All the events and metrics are split between several groups which are described in details sub-sections below. In addition most of the groups are further split into 2 variants:
-
RETIRED - for events counted at retirement. For example, CACHE_RETIRED.L2.LOAD.MISS event will count L2 misses caused by retired load instructions
-
SPEC - for speculative events. For example, CACHE_SPEC.L2.LOAD.MISS event will count L2 misses caused by load instructions regardless of whether they were retired or not.
In general RETIRED events look more useful for performance analysis. In addition in the future it may be possible to provide more context for them - e.g. precise sample IP. But on the other hand they it may be significantly more expensive to implement. It is up to implementations to decide if they want to provide RETIRED, SPEC or both variants of a group.
This group contains general events not specific to a particular part of CPU pipeline.
This group contains events measured at retirement which didn’t fall into any specific group below.
This group contains speculative events which didn’t fall into any specific group below.
Retirement control flow group which contains events and metrics for measuring things branch mispredictions, data mis-speculations etc.
Speculation prediction group. Unlike most of the groups below prediction events mostly naturally counted only at retirement time. So this group contains only a few events which make sense to count speculatively.

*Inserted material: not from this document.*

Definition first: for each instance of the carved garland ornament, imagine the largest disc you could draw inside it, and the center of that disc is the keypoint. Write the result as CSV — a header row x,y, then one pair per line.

This group contains events and metrics for data and instruction caches (all levels) counted at retirement.
This group contains events and metrics for data and instruction caches (all levels) counted speculatively.
This group contains events and metrics for data and instruction TLB caches (all levels) counted at retirement.
This group contains events and metrics for data and instruction TLB caches (all levels) counted speculatively.
This group contains events and metrics related for Topdown Microarchitecture Analysis (TMA) methodology.
The TMA methodology categorizes CPU execution time at a high level first. This step flags (reports high fraction value) some domain(s) for possible investigation. Next, the user can drill down into those flagged domains, and can safely ignore all non-flagged domains. The process is repeated in a hierarchical manner until a specific performance issue is determined or at least a small subset of candidate issues is identified for potential investigation.
Given the highly sophisticated microarchitecture, the first interesting question is how and where to do the first level breakdown? TMA chooses the issue point as it is the natural border that splits the frontend and backend portions of machine.
At issue point it classifies each pipeline-slot into one of four base categories: Frontend Bound, Backend Bound, Bad Speculation and Retiring. If a uop is issued in a given cycle, it would eventually either get retired or cancelled. Thus it can be attributed to either Retiring or Bad Speculation respectively. Otherwise it can be split into whether there was a backend-stall or not. A backend-stall is a backpressure mechanism the Backend asserts upon resource unavailability (e.g. lack of load buffer entries). In such a case TMA attributes the stall to the Backend, since even if the Frontend was ready with more uops it would not be able to pass them down the pipeline. If there was no backend-stall, it means the Frontend should have delivered some uops while the Backend was ready to accept them; hence it is tagged with Frontend Bound.
This group contains events and metrics related to vectorized operations counted at retirement.
This group contains events and metrics related to vectorized operations counted speculatively.